- USD/CAD regains traction on Wednesday and climbs back closer to multi-year tops.
- A fresh leg down in oil undermined the loonie and remained supportive of the move.
- A strong pickup in the US bond yields might help revive USD demand and inspire bulls.
The USD/CAD pair edged higher through the early European session and has now moved back closer to multi-year tops, around mid-1.4200s.
Following the previous day’s intraday pullback, the pair managed to regain traction on Wednesday. The uptick was supported by an offered tone surrounding the commodity-linked currency – the loonie amid a fresh leg down in crude oil prices.

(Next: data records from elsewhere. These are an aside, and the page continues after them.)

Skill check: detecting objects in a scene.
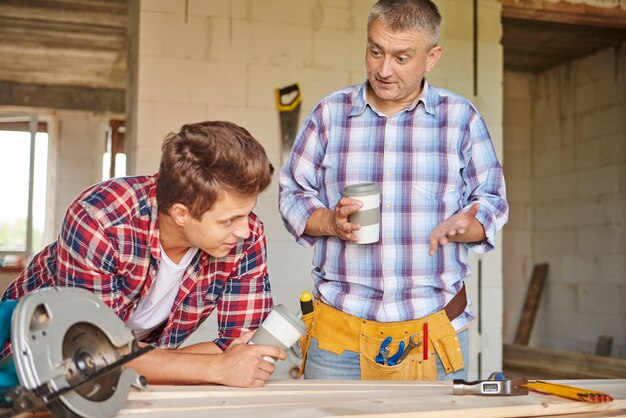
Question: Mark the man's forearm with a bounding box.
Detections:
[304,208,333,237]
[128,344,222,385]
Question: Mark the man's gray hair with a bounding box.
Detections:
[367,0,441,48]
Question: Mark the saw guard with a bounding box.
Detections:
[11,287,141,418]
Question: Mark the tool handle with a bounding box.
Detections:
[274,83,302,112]
[300,292,313,316]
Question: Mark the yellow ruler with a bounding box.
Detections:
[524,380,613,403]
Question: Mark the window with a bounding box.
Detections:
[102,119,126,180]
[0,115,48,267]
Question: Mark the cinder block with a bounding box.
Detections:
[502,150,533,179]
[207,105,280,157]
[249,21,313,68]
[478,0,502,44]
[205,18,256,63]
[533,199,578,229]
[314,2,352,29]
[578,104,626,141]
[503,99,533,126]
[139,0,185,15]
[437,0,473,42]
[533,229,578,258]
[574,194,626,226]
[533,173,578,202]
[313,29,367,71]
[505,202,534,229]
[249,0,316,26]
[139,12,212,60]
[575,132,626,169]
[503,71,533,100]
[249,65,349,109]
[562,254,604,284]
[186,0,248,19]
[600,254,626,284]
[534,144,574,175]
[505,177,533,204]
[575,165,620,197]
[577,224,626,254]
[503,124,532,153]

The bearish pressure in the oil market remained intact amid growing concerns over the economic fallout from the coronavirus pandemic. This coupled with possibilities of a global supply glut dragged the black gold to its lowest level in almost 17 years.
With the oil price dynamics turning out to be an exclusive driver of the pair’s uptick on Wednesday, bulls seemed rather unaffected by a modest US dollar pullback on Wednesday and extremely oversold conditions on short/medium charts.

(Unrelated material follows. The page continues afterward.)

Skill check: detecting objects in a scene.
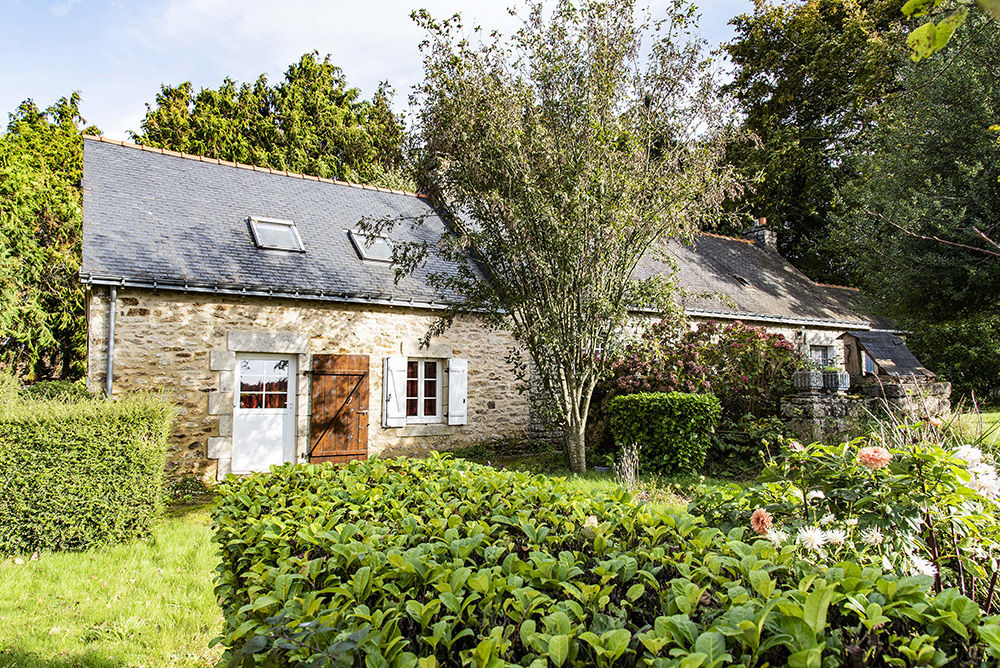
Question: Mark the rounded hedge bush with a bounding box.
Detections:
[214,455,1000,668]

Meanwhile, some follow-through pickup in the US Treasury bond yields might help revive the USD demand and might eventually pave the way for an extension of the pair’s recent strong positive momentum witnessed over the past one month or so.
Moving ahead, Wednesday release of the latest Canadian consumer inflation figures and housing market data from the US will be looked upon for some meaningful trading opportunities later during the early North-American session.